The ground never froze during the winter due to the mild temperatures and the lack of moisture due to the drought during the summer of 2023. Additionally, the spring of 2024 was excessively wet. The combination of these weather conditions allowed for greater nitrogen leaching though the warmer soil conditions and higher rainfall early in the season.
Overall, we saw a significant positive yield response from applying the nitrogen inhibitor with the anhydrous ammonia in the fall of 2023.
The corn following corn field showed an 18 bushel-per-acre yield advantage with the nitrogen inhibitor compared to the area without the added nitrogen inhibitor.
The nitrogen use efficiency (NUE) was 0.87 pounds per bushel where the inhibitor was applied and 0.93 pounds per bushel where no inhibitor was applied. Whereas the corn following soybean trial experienced a 28 bushel-per-acre yield advantage when using the nitrogen inhibitor compared to the area without the inhibitor. The NUE was 0.82 pounds per bushel where the inhibitor was applied and 0.95 pounds per bushel where no inhibitor was applied.
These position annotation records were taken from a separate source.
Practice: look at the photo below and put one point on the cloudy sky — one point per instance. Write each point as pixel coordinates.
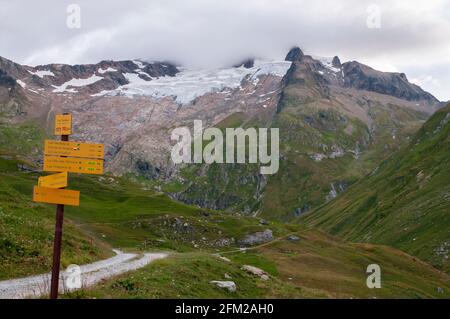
(389, 35)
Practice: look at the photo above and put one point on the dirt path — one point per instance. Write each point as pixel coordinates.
(36, 286)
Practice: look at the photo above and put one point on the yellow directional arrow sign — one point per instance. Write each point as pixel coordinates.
(73, 165)
(56, 196)
(53, 181)
(63, 124)
(74, 149)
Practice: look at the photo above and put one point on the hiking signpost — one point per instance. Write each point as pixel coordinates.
(64, 157)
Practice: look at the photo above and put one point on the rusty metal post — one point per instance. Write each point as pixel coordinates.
(57, 244)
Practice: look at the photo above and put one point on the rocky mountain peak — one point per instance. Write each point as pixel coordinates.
(248, 63)
(294, 54)
(363, 77)
(336, 62)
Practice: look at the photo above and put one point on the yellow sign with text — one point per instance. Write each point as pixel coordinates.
(75, 149)
(63, 124)
(53, 181)
(56, 196)
(73, 165)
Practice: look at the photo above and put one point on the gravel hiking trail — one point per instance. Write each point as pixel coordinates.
(39, 285)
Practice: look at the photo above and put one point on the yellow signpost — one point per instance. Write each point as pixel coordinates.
(56, 196)
(72, 165)
(53, 181)
(74, 149)
(63, 157)
(63, 124)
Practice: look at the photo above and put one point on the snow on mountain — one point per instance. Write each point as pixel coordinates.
(77, 83)
(109, 69)
(42, 73)
(189, 84)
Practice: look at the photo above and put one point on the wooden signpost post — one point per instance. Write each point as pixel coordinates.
(64, 157)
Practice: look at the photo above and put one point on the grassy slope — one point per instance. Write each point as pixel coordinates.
(306, 128)
(405, 203)
(27, 228)
(318, 266)
(119, 213)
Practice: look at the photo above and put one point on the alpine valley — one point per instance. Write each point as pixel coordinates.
(363, 177)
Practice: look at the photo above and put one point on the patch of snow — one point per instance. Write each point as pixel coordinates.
(42, 73)
(109, 69)
(21, 83)
(142, 72)
(139, 64)
(278, 68)
(77, 83)
(188, 84)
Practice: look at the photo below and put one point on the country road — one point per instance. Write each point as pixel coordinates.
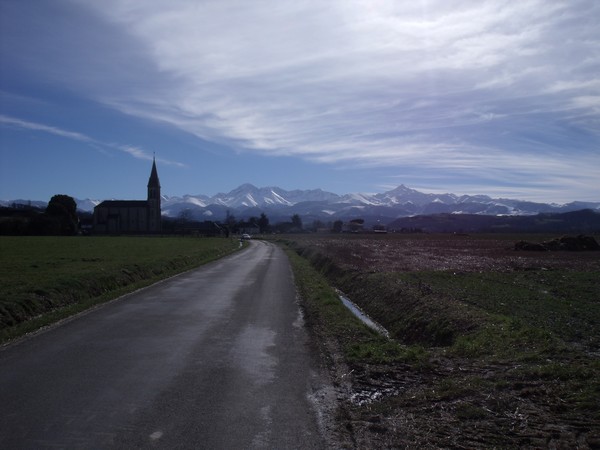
(214, 358)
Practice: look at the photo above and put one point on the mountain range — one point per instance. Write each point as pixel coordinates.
(315, 204)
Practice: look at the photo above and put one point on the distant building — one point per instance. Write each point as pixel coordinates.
(131, 216)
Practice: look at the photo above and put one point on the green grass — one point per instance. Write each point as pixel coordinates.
(44, 279)
(331, 320)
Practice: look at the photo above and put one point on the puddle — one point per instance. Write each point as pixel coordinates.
(362, 316)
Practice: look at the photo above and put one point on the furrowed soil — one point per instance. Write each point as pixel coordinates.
(506, 343)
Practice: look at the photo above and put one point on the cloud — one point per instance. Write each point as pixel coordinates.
(136, 152)
(442, 86)
(45, 128)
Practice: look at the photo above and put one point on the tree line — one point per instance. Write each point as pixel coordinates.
(58, 218)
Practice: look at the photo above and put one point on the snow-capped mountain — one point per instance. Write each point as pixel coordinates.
(316, 204)
(248, 200)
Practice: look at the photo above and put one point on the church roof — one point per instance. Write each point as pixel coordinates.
(153, 180)
(123, 204)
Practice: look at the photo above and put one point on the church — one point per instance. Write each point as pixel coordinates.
(131, 216)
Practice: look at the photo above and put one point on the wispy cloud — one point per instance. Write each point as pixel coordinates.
(443, 87)
(133, 151)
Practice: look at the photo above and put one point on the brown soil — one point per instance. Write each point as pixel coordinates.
(450, 401)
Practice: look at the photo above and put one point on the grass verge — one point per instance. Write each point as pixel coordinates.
(45, 279)
(500, 358)
(332, 321)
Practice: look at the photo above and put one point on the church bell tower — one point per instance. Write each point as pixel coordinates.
(154, 215)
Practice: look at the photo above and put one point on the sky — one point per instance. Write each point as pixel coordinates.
(470, 97)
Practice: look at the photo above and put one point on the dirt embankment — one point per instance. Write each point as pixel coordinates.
(511, 341)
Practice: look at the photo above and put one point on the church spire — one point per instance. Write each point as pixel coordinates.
(153, 181)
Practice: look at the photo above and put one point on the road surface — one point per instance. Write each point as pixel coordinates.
(215, 358)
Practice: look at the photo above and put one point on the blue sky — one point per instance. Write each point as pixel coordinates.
(486, 97)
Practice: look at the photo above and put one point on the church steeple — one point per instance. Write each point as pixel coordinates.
(154, 214)
(153, 180)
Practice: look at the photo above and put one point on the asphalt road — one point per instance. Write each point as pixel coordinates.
(215, 358)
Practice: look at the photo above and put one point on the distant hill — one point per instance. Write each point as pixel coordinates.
(384, 208)
(583, 221)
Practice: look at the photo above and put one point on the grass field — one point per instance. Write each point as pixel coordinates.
(491, 348)
(44, 279)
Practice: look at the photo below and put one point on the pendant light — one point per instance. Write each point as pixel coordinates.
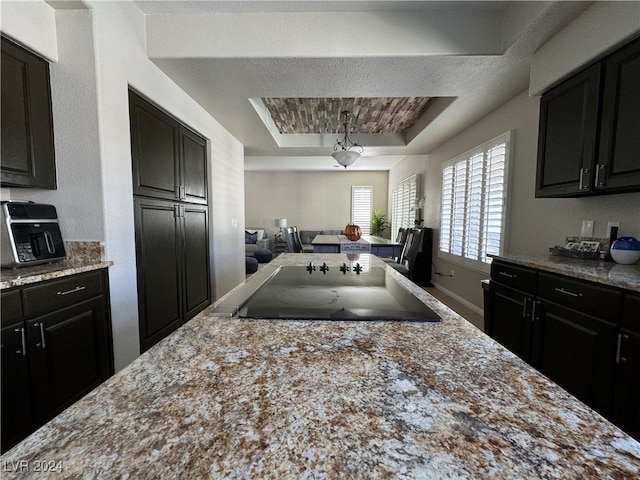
(342, 150)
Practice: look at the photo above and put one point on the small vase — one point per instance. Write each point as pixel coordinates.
(353, 232)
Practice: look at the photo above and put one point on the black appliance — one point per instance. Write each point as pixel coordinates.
(327, 293)
(30, 234)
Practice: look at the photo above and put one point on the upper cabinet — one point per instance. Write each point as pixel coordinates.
(28, 158)
(588, 141)
(169, 160)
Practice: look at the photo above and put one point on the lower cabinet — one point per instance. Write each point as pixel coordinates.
(626, 398)
(511, 322)
(577, 351)
(583, 336)
(52, 359)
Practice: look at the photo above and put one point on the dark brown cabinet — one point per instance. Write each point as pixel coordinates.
(28, 158)
(512, 298)
(172, 251)
(588, 142)
(626, 398)
(618, 166)
(583, 336)
(172, 223)
(576, 350)
(169, 160)
(55, 352)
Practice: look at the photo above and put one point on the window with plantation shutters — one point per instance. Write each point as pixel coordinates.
(403, 204)
(474, 188)
(361, 198)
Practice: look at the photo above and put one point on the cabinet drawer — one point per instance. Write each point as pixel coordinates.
(11, 306)
(630, 312)
(585, 297)
(50, 296)
(520, 278)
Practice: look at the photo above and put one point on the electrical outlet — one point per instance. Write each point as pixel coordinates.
(587, 228)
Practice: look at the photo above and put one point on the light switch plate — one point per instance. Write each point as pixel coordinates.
(587, 228)
(610, 225)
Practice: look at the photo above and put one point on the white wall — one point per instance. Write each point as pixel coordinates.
(310, 200)
(534, 224)
(101, 54)
(597, 30)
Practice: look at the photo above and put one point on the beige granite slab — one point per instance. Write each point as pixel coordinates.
(276, 399)
(598, 271)
(82, 256)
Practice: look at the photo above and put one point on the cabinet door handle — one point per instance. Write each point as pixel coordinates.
(583, 172)
(23, 334)
(567, 292)
(79, 288)
(42, 343)
(600, 167)
(533, 310)
(619, 359)
(49, 242)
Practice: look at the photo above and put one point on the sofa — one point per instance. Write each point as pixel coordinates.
(307, 236)
(255, 239)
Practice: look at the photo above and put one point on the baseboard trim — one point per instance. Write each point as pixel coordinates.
(459, 299)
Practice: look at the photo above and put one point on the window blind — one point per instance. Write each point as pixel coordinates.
(474, 187)
(361, 199)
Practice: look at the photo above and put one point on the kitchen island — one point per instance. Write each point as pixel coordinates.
(249, 398)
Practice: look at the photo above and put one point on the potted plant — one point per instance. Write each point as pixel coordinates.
(378, 223)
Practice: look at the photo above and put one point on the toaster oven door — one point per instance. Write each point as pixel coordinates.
(37, 242)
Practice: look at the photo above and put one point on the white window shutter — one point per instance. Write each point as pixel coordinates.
(474, 192)
(361, 199)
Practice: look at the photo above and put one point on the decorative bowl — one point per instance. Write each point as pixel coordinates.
(626, 250)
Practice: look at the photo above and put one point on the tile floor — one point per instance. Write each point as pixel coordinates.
(465, 312)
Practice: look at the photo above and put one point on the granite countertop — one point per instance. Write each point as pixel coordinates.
(248, 398)
(81, 257)
(598, 271)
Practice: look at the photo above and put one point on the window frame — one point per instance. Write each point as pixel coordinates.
(403, 208)
(471, 209)
(366, 228)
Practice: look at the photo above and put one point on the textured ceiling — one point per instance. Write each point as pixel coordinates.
(464, 58)
(368, 115)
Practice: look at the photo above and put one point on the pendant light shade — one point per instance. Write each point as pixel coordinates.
(345, 157)
(342, 150)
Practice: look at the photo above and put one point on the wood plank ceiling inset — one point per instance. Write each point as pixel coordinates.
(368, 115)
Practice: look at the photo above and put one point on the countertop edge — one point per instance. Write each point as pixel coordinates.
(48, 273)
(611, 274)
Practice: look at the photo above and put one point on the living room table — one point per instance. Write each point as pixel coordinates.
(381, 247)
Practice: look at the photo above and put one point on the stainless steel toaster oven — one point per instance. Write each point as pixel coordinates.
(30, 234)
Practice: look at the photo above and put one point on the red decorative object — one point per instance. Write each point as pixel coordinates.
(353, 232)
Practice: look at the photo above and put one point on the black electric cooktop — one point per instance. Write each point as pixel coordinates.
(318, 292)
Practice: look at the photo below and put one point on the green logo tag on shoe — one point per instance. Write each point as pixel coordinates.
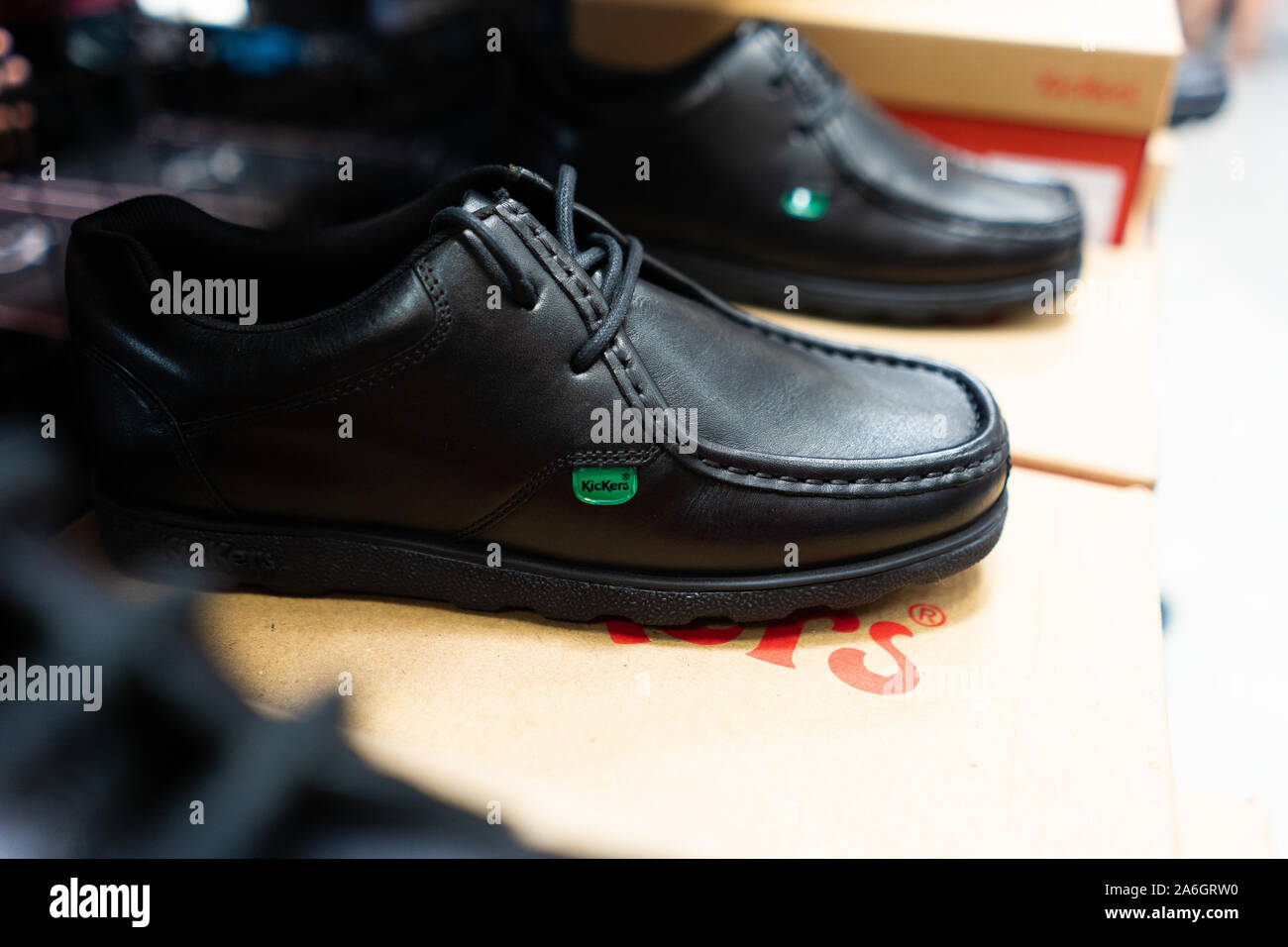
(804, 204)
(604, 486)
The discrepancy in yields between fields is most likely due to the extra 60 pounds of nitrogen applied to the corn following corn field.
The cost of this nitrogen inhibitor was around $20 per acre, requiring a positive response of 4-5 bushels to the acre, at a market price of $4-5 per bushel for economic breakeven. As shown in the figure above, the fields achieved that easily with increases of 18 and 28 bushels.
Another way to think of this is that these results paid for the next four to six years of nitrogen stabilizer product because of the yield advantage from one year. Even if there is a year where the winter and spring are cold and dry, which will lead to very little nitrogen loss, there would be the benefit of previous years being profitable and absorbing this cost.
Protecting profit and the environment
Nitrogen stabilizers are valuable resources available to farmers. It can protect the farmer's investment from leaving the field before it is available to the plant. It also helps protect the environment and keep our water sources clean. Even though stabilizers may seem a little costly, nitrogen stabilizers can very easily pay for themselves when the weather conditions promote high rates of nitrogen conversion.
Looking beyond 2025, ISA's research agronomy team plans to conduct more research on this topic. ISA will analyze more individual farmer-submitted nitrogen inhibitor trials in the 2025 growing season and will conduct replicated strip trial studies focusing on the use of nitrogen inhibitors with anhydrous ammonia and timing of the application. These trials will look at yield and how nitrogen moves throughout the soil profile by conducting regular soil samples.